Duration: 1 Day
Descrizione
Global Navigation Satellite Systems (GNSS), including GPS, Galileo, GLONASS and BeiDou, are widely used for navigation, tracking, fleet management, emergency service operations and timing. The increasing availability of low-cost GNSS jammers, together with more sophisticated spoofing techniques, creates an operational challenge for law enforcement and associated agencies.
This one-day course gives participants a practical understanding of GNSS interference, how jamming and spoofing present in operational environments, and how suspected incidents should be recognised, recorded, escalated and investigated. The course deliberately compresses technical theory and emphasises field detection using the GPSPATRON GP-Probe Nano L1 detector/logger.
Participants handle the detector, complete a baseline survey, interpret alert behaviour, capture logs or screenshots, and apply an evidence-focused incident workflow. Spoofing is covered as an awareness and escalation topic; the hands-on component is focused on practical jamming/interference detection and operational reporting rather than detailed RF direction finding or forensic GNSS analysis.
This programme is suitable as a standalone operational overview and as a progression route into a fuller GNSS interference investigation course for delegates who require detailed spectrum-analysis, direction-finding, spoofing-investigation or evidential casework capability.
Course Structure
The course is structured as a one-day operational overview with practical detector handling.
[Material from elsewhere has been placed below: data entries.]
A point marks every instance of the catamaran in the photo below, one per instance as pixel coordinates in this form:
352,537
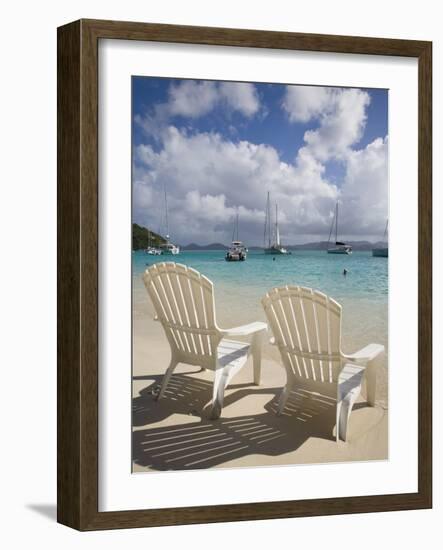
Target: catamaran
237,251
340,247
382,252
272,243
167,247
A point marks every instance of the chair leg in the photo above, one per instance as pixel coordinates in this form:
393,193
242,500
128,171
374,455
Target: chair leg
166,378
284,396
344,409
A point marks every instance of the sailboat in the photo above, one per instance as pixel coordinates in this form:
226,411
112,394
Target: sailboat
272,243
382,252
237,251
167,247
340,247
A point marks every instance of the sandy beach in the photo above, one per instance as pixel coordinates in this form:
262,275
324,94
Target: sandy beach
175,433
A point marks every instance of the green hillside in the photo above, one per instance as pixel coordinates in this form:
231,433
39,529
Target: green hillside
142,237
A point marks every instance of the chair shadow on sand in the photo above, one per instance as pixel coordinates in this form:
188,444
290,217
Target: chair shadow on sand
207,443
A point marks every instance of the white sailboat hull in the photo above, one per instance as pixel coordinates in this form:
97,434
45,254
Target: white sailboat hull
380,252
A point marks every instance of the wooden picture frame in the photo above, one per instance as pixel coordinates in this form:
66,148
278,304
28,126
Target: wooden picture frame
78,244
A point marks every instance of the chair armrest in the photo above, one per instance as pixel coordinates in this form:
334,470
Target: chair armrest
245,330
366,354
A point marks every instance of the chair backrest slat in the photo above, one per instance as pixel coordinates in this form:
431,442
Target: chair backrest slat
184,303
307,328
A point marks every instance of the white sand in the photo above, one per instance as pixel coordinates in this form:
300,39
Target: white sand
175,432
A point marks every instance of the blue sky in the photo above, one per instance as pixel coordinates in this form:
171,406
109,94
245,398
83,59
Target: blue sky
218,148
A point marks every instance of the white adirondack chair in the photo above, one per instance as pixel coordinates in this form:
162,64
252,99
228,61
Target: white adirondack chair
184,304
306,325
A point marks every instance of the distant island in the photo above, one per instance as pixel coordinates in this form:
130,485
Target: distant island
143,237
321,245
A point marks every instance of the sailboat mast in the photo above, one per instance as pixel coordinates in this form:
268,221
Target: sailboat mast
166,216
386,230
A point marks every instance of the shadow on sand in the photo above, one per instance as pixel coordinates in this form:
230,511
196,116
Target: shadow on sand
206,443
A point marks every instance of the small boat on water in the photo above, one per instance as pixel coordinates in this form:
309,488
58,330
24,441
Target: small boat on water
382,252
272,242
339,247
168,248
237,251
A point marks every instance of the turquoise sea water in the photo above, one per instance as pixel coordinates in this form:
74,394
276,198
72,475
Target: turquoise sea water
239,286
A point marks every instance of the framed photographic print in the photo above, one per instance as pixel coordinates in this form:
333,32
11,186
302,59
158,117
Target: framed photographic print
244,275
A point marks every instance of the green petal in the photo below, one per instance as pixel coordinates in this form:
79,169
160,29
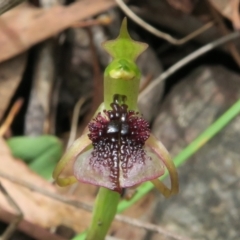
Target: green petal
124,46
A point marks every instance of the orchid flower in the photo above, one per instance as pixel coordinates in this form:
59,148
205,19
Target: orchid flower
117,150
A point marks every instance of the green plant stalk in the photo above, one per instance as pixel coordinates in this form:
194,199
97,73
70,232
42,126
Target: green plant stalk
104,212
182,157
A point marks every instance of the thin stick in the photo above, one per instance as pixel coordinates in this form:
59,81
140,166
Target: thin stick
13,226
9,119
208,47
102,20
149,227
159,33
76,112
6,5
78,204
44,192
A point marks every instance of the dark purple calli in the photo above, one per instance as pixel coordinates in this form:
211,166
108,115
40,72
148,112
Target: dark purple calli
118,150
119,157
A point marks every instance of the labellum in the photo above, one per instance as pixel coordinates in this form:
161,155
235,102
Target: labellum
118,150
119,158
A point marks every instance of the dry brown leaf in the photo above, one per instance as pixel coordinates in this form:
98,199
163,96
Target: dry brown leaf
185,6
25,25
37,209
229,9
10,79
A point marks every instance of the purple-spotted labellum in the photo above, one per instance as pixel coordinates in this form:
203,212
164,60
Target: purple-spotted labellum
119,158
118,150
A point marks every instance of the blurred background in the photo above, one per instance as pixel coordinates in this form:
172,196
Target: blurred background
51,83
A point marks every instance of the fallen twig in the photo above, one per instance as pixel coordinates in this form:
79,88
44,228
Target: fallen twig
13,226
8,4
78,204
159,33
208,47
9,119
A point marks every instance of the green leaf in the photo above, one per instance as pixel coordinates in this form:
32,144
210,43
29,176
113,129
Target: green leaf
41,153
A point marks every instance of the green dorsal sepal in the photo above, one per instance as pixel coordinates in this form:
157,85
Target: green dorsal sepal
124,47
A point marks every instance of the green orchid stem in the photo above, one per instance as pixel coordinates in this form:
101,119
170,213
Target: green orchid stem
181,158
105,209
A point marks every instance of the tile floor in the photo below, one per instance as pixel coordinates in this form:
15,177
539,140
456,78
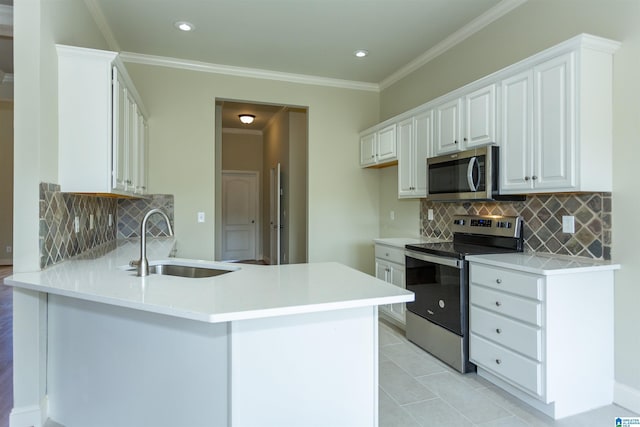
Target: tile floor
418,390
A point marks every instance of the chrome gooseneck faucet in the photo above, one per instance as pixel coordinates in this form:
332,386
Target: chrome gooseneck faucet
143,264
Timings and exercise emphasis can be tailored for police, border, transport, port, aviation, maritime or critical infrastructure audiences.
Course Contents
- GNSS, Operational Dependency and Threat Drivers
- GNSS Jamming, Spoofing and Criminal Use Cases
- Operational Indicators, Triage and Reporting
- GPSPATRON GP-Probe Nano L1 Familiarisation
- Baseline Survey, Field Detection and Source Narrowing
- Legal, Evidence and Multi-Agency Escalation
- Scenario, Debrief and Next-Step Decisions
Learning Objectives
Participants completing this course will be able to:
- Explain how GNSS is used for operational tracking, navigation and timing, and why receiver-level interference can disrupt policing, transport and infrastructure activity.
- Distinguish at a practical level between GNSS jamming, spoofing, poor reception, multipath, receiver faults and tracking-platform anomalies.
- Recognise common criminal and public-safety use cases for GNSS interference, including vehicle theft, cargo crime, tracker evasion, drone-related disruption and critical infrastructure impacts.
- Use the GPSPATRON GP-Probe Nano L1 at a user level for detector/logger familiarisation, including device-status checking, detector/logger mode awareness, alert interpretation and Android-assisted visualisation where available.
- Conduct a structured baseline survey and preliminary source-narrowing activity using safe movement, signal-strength observations, approach/retreat checks and appropriate supervision.